Pass in Review: Blood & Plunder Quick Pic Collage

(Image from Living in the Past--Wooden Ships)

 Because I've been dealing with major health issues for the past two years now, I don't get a chance to do full-blown photo shoots.  

Lately I've been taking some quick snapshots of figures on my workbench dining room table and posting them on the Pacific Northwest Miniature Painters Society page for their "# Miniature Monday" and their "#WIP [Work in Progress] Wednesday."

Last week, I realized I haven't posted any of my "quick pics" directly here on my blog.  And as I started rummaging through my photo gallery on my Ipad Pro, I was shocked to discover how many quick pics I took--and how far behind I am at posting material.

So to make up for lost blog-fodder, this will be Part 1 of a collage of projects I've worked on for the past several months.

For this week, we'll turn back to the Age of Sail and the so-called Golden Age of Piracy.

Here's a 28mm bark I recently assembled, painted and rigged.  This comes from Firelock Games' Blood & Plunder:

The rigging is rather elastic and I learned--the hard way--to be careful.  My first attempt brought down the ship's foremast.  After re-supergluing the mast, I re-rigged the vessel, but kept the lines loose.

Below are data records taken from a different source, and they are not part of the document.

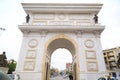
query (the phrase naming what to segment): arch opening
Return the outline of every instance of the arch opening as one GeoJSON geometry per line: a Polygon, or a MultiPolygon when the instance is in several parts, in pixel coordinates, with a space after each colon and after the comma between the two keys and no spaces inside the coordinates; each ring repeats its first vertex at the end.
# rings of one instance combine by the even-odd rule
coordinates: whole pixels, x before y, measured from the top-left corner
{"type": "Polygon", "coordinates": [[[67,39],[64,38],[60,38],[60,39],[55,39],[53,40],[47,48],[47,55],[51,56],[52,53],[54,52],[54,50],[58,49],[58,48],[65,48],[68,49],[72,56],[75,55],[75,47],[74,45],[67,39]]]}
{"type": "MultiPolygon", "coordinates": [[[[76,49],[74,44],[69,40],[65,38],[57,38],[53,41],[51,41],[46,49],[46,62],[45,62],[45,80],[50,80],[50,66],[51,66],[51,58],[52,54],[57,49],[66,49],[71,54],[72,61],[71,61],[71,68],[72,70],[69,72],[73,75],[74,80],[76,80],[76,49]]],[[[62,55],[59,53],[59,55],[62,55]]],[[[67,57],[67,56],[66,56],[67,57]]],[[[68,74],[69,74],[68,73],[68,74]]]]}
{"type": "Polygon", "coordinates": [[[65,48],[56,49],[51,55],[50,68],[55,68],[59,71],[63,71],[66,69],[66,63],[72,63],[72,55],[70,51],[65,48]]]}

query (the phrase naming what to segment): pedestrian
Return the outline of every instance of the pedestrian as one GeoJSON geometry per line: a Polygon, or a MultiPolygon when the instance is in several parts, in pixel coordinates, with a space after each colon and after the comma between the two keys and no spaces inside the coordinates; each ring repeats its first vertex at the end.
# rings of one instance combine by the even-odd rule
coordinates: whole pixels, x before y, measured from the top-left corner
{"type": "Polygon", "coordinates": [[[73,76],[71,74],[69,75],[69,80],[73,80],[73,76]]]}
{"type": "Polygon", "coordinates": [[[17,80],[20,80],[20,75],[19,74],[17,74],[17,80]]]}
{"type": "Polygon", "coordinates": [[[98,80],[106,80],[104,77],[100,77],[98,80]]]}
{"type": "Polygon", "coordinates": [[[110,76],[108,76],[108,77],[107,77],[107,80],[112,80],[112,79],[110,78],[110,76]]]}

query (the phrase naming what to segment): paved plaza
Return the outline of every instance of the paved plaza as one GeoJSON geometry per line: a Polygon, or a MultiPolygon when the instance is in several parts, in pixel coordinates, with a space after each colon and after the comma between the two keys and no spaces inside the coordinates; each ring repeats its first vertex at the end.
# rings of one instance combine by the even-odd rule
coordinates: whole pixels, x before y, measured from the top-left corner
{"type": "Polygon", "coordinates": [[[68,77],[64,78],[63,76],[59,75],[59,76],[51,78],[50,80],[69,80],[69,78],[68,77]]]}

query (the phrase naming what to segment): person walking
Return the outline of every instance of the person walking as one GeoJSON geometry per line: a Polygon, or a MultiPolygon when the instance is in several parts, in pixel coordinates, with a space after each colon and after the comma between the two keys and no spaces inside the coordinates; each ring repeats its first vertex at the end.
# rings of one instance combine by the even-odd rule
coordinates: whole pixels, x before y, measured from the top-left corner
{"type": "Polygon", "coordinates": [[[108,77],[107,77],[107,80],[112,80],[112,79],[110,78],[110,76],[108,76],[108,77]]]}
{"type": "Polygon", "coordinates": [[[73,80],[73,76],[71,74],[69,75],[69,80],[73,80]]]}

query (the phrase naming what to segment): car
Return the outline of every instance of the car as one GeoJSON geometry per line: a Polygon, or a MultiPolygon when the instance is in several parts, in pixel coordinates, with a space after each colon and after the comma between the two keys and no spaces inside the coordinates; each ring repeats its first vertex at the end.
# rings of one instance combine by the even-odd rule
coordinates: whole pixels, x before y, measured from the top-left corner
{"type": "Polygon", "coordinates": [[[14,80],[14,79],[9,77],[6,73],[0,71],[0,80],[14,80]]]}
{"type": "Polygon", "coordinates": [[[19,74],[8,74],[9,77],[11,77],[13,80],[20,80],[19,74]]]}
{"type": "Polygon", "coordinates": [[[107,80],[107,79],[104,77],[100,77],[98,80],[107,80]]]}
{"type": "Polygon", "coordinates": [[[115,77],[111,77],[111,80],[118,80],[118,78],[115,78],[115,77]]]}
{"type": "Polygon", "coordinates": [[[8,74],[8,76],[9,76],[10,78],[12,78],[13,80],[15,79],[15,75],[14,75],[14,74],[8,74]]]}
{"type": "MultiPolygon", "coordinates": [[[[107,77],[105,77],[105,79],[107,80],[107,77]]],[[[120,80],[120,77],[110,77],[111,80],[120,80]]]]}
{"type": "Polygon", "coordinates": [[[67,78],[68,77],[68,75],[63,75],[63,78],[67,78]]]}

The bark is just the latest addition to my Blood & Plunder "fleet." I bought two pre-painted and assembled vessels several years ago, off The Miniature Market website.  These are:

 1. A sloop 

2. A brigantine:

The bark isn't the first vessel I painted.  I first "practiced" on the following:

3. A Caribbean native piragua

4. Some dugout "canoas:" 

I plan on using these as suitable substitutes for Woodland Indian canoes in my French and Indian War (F&IW) collection.

5. Some longboats

These boats will be suitable for any Age of Sail gaming.  

The plastic bags in each boat contain a painted, yet unmounted swivel gun.

While I don't have any Golden Age of Piracy crew figures, I do have some Napoleonic naval crew figures in the process of being painted by a friend, and I'm trying to get my 2 dozen Woodland Indian figures painted to complete my F&IW collection.

My justification for having these vessels is that I feel ship design differences from the 17th to 19th Centuries wouldn't be much of a concern due to the small size of the vessels and at this level of gaming. 

Firelock Games  makes high-quality products--when they make them.  The company seems to manufacture a limited supply of items then halt production.  I've had to search around the internet for items that are not listed on their website.  And while every vessel larger than a longboat is powered by sails--there's no guidelines for making sails, or even a template to use on paper or fabric of your choosing.

For now, adding sails to my bark and piragua will be on the back-burner.

The next Quick Pic Collage will focus on 20th Century vessels, so no "sail cloth" will be necessary.